S-DC Net, PCCNet, and SCAR: The S-DC Net model gives the best accuracy as it is not affected by the perspective changes of the images. A divide-and-conquer technique is used which causes the entire image to be compartmentalized. Thus, the whole process is repeated on the entire image by initially fixing the number of subparts. Each subpart contains the information of all its previous divided parts, thus making cumulative information to be available at each stage. In PCC Net, to prevent any loss from perspective changes, a DULR module is used. This module helps to get the spatial and contextual information from all the four directions. The information at a particular block of an image contains all the information of its previous blocks in all the four directions. Thus, the concatenated feature maps from the four directions form a resultant feature map that contains the perspective changes of the entire image. This model’s accuracy is affected by occulted images. Hence, this architecture falls a little back of S-DC Net. SCAR has two modules that play a major role in the counting process. The spatial-wise attention module models the large contextual information and captures the changes in the density maps. The channel-wise attention model captures the contextual information between the three channels and also obtains the dependencies between the channels. This information helps to distinguish between the foreground and background. This model fills all possible gaps that are encountered in object counting and makes it a robust model for crowd counting.

Study on S-DC Net + DULR (Variant) Approach: Coming to the last model (S-DC Net + DULR), DULR module when added to S-DC Net made the model to be over-fit due to which the performance of the model was not good enough. Though conceptually the model looks perfect, the S-DC Net captures perspective changes along with spatial and contextual information. To this again, adding a DULR module which provides a feature map with encoded perspective changes makes the model to be over-fit due to which the model performance was moderate. As a future work, we are planning to propose a novel module to be integrated with S-DC Net for a better performance.

5 Direction for Further Research

  • Focusing more on the spatial and contextual information to construct a more informative density maps that pushes the envelope further.

  • Though the perspectives changes had been encoded well in the recent work, a little more focus toward the occlusion and background segmentation would yield better results.

  • Integrating the recent work done on counting in images and applying it in real-time videos would have a good scope of exploring something innovative.

6 Conclusion

Crowd counting has become one of the most demanding tasks to be performed whether it be in security surveillance or in the advertisement sector.

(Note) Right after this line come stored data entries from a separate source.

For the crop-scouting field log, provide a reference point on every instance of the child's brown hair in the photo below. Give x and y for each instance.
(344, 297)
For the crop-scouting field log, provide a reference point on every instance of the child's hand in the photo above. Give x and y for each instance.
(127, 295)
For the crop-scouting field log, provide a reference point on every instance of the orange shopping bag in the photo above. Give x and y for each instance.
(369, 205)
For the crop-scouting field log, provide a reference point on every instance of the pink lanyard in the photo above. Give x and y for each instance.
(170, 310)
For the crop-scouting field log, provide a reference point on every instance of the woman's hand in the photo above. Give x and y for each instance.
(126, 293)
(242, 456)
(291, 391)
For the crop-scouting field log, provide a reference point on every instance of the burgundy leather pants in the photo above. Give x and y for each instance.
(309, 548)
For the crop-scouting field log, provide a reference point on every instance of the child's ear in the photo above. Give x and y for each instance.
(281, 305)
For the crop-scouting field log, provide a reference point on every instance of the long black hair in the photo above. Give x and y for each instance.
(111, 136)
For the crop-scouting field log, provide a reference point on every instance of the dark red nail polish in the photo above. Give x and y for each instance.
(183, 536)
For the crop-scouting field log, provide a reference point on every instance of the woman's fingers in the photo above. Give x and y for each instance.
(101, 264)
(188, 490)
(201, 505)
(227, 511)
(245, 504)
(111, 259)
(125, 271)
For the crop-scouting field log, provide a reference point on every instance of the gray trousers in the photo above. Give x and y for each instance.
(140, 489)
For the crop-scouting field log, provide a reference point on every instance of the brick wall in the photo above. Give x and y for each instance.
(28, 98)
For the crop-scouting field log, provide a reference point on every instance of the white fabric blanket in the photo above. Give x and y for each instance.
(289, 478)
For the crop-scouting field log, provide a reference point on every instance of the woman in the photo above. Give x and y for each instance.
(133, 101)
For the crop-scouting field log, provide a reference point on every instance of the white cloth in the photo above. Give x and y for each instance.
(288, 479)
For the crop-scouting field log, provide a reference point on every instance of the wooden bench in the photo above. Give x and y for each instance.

However, developing a model that fits the real-world environment is required. Among all the recent architectures that have been developed, S-DC Net appears to be the best model for crowd counting. The divide-and-conquer method used helps in the long run for better performance. Also, the PCC Net and SCAR works well as they have their perks. Based on the recent trends, new models are being developed to push the work done on crowd counting a little further.